Giovanni Franzoni, personalità storica del cattolicesimo del dissenso, descrive l’attuale situazione delle comunità di base: “Esiste un coordinamento nazionale che attualmente vede come Segretario Massimiliano Tosato, che si trova a Bologna. Le più note”,  ricorda l’ex abate di San Paolo, ridotto allo stato laicale nel 1976 per le sue simpatie a sinistra, “sono riuscite a resistere anche alla morte di alcuni personaggi importanti come Enzo Mazzi dell’Isolotto di Firenze, Mauro Del Nevo di Livorno. Oltre alla nostra ci sono anche quelle di Torino e di Napoli, che si chiama del Cassano, mentre a Catanzaro e ad Avola hanno sofferto molto il cambiamento dei tempi. Allora come oggi lo slogan che adottammo, parlo di mezzo secolo fa, non era per ‘un’altra chiesa’ ma per ‘una chiesa altra’. Cioè rimanere cattolici ma con una autonomia ed anche con forme di disobbedienza non provocatorie ma prendendosi la libertà a cui si pensava di avere diritto, soprattutto nella parola, nell’opinione, nell’interpretazione teologica e canonica. E contro alcune restrizioni come il celibato obbligatorio. Periodicamente ci ritroviamo e organizziamo sempre un convegno di solito annuale. Ci riuniamo anche con quelli che vengono chiamati ‘cattolici del disagio’ che più o meno sui singoli punti la pensano esattamente come noi però non giungono all’infrazione delle regole. Da noi, per esempio, le donne ad un certo punto vanno alla tavola, spezzano il pane e danno la comunione, violazione appunto delle regole che loro non accettano”.

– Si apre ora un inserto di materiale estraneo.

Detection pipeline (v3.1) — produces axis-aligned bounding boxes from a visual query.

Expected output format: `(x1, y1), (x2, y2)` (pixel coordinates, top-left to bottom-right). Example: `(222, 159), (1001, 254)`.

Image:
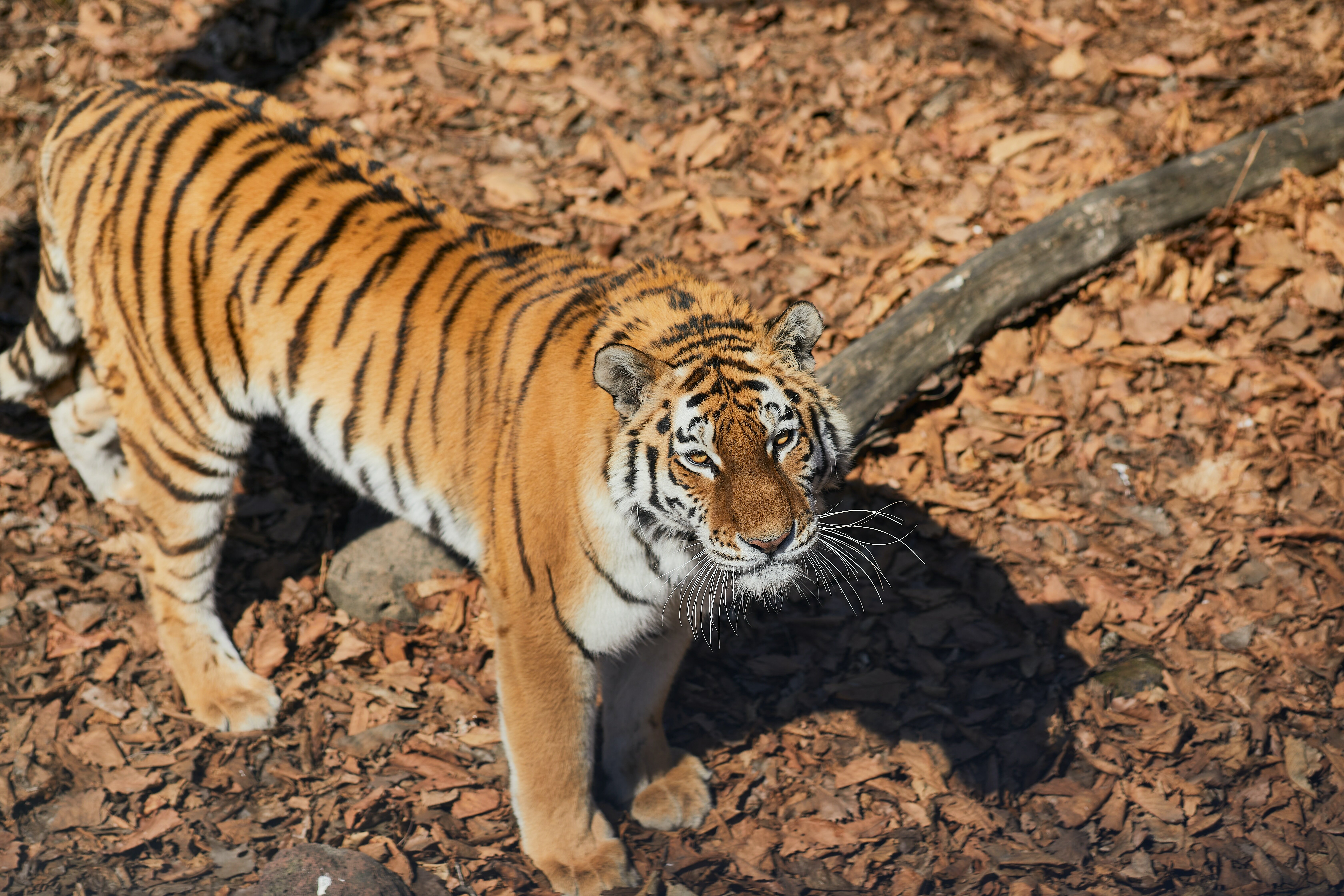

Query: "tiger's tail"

A Franzoni chiediamo come sia cambiato il loro rapporto con la politica in tutti questi anni. Qualcuno è vicino a Sel (Sinistra, Ecologia e Libertà), altri, come me, non sanno fino all’ultimo per chi votare. Localmente, per l’amicizia che avevo con Margherita Hack e Luigi Cancrini, mi sono trovato vicino ai comunisti italiani che sono però totalmente assenti dal dibattito pubblico. Comunque le comunità di base non hanno fatto in questo senso nessunissima scelta e non esercitano pressioni su nessuno. Nei confronti, invece, dell’attuale pontificato c’è una maggiore attenzione, però, ciascuno ha anche delle posizioni personali. E io sono uno di quelli che ha segnalato volta per volta come lui facilmente cadesse in delle trappole. Francesco ha ricevuto per esempio un’associazione di esorcisti e li ha benedetti, confermando che il diavolo esiste come esistono le pene eterne dell’inferno. Ha ricevuto e benedetto un’associazione che raggruppa gli obiettori di coscienza, che da obiettori appunto si sono trasformati in sabotatori della legge 194. Mentre da un lato con un linguaggio di rottura fa intravedere delle cose, come quando ha detto ‘chi sono io per giudicare un omosessuale’, dall’altro quando la Francia manda un omosessuale come Ambasciatore presso la Santa Sede questo viene rifiutato e non c’è una reazione ferma da parte del Pontefice. Le varie dinamiche che si presentano lo cacciano insomma in un ginepraio e io sono a questo punto propenso a non giudicare perché non so se alla fine quando lui si dimetterà o morirà la situazione sarà migliore o peggiore”.

Ciò che emerge da queste dichiarazioni è l’esistenza di un mondo in difficoltà ma ancora ricco di fascino e fortemente impregnato di democrazia e desiderio da ascoltare. Un’esperienza da preservare per la salute della Chiesa cattolica e di una democrazia italiana in affanno e troppo distante dalle esigenze delle persone.